ReconVAT: A Semi-Supervised Automatic Music Transcription Framework for Low-Resource Real-World Data

TitleReconVAT: A Semi-Supervised Automatic Music Transcription Framework for Low-Resource Real-World Data
Publication TypeConference Paper
Year of Publication2021
AuthorsCheuk K.W., Su L., Herremans D.
Conference NameACM Multimedia
PublisherACM
Abstract

Most of the current supervised automatic music transcription (AMT) models lack the ability to generalize. This means that they have trouble transcribing real-world music recordings from diverse musical genres which are not presented in the labelled training data.
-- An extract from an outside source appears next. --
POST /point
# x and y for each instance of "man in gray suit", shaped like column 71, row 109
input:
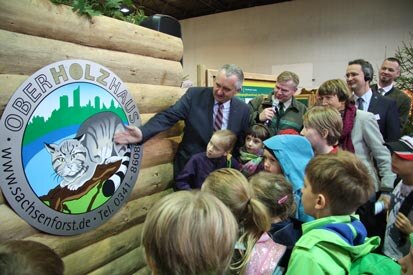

In this paper, we propose a semi-supervised framework, ReconVAT, which solves this issue by leveraging the huge amount of available unlabelled music recordings. The proposed ReconVAT uses reconstruction loss and virtual adversarial training. When combined with existing U-net models for AMT, ReconVAT shows competitive performance on the common benchmark datasets such as MAPS and MusicNet. For example, in the few-shot setting for the string part version of MusicNet, ReconVAT achieves F1-scores of 61.0% and 41.6% for the note-wise and note-with-offset-wise metrics respectively, which translate to improvements of 22.2% and 62.5% over the supervised baseline model. Our proposed framework also demonstrates the potential of continuous learning on new data, which could be used in real-world applications such as online training and transcribing instrumental covers of pop music.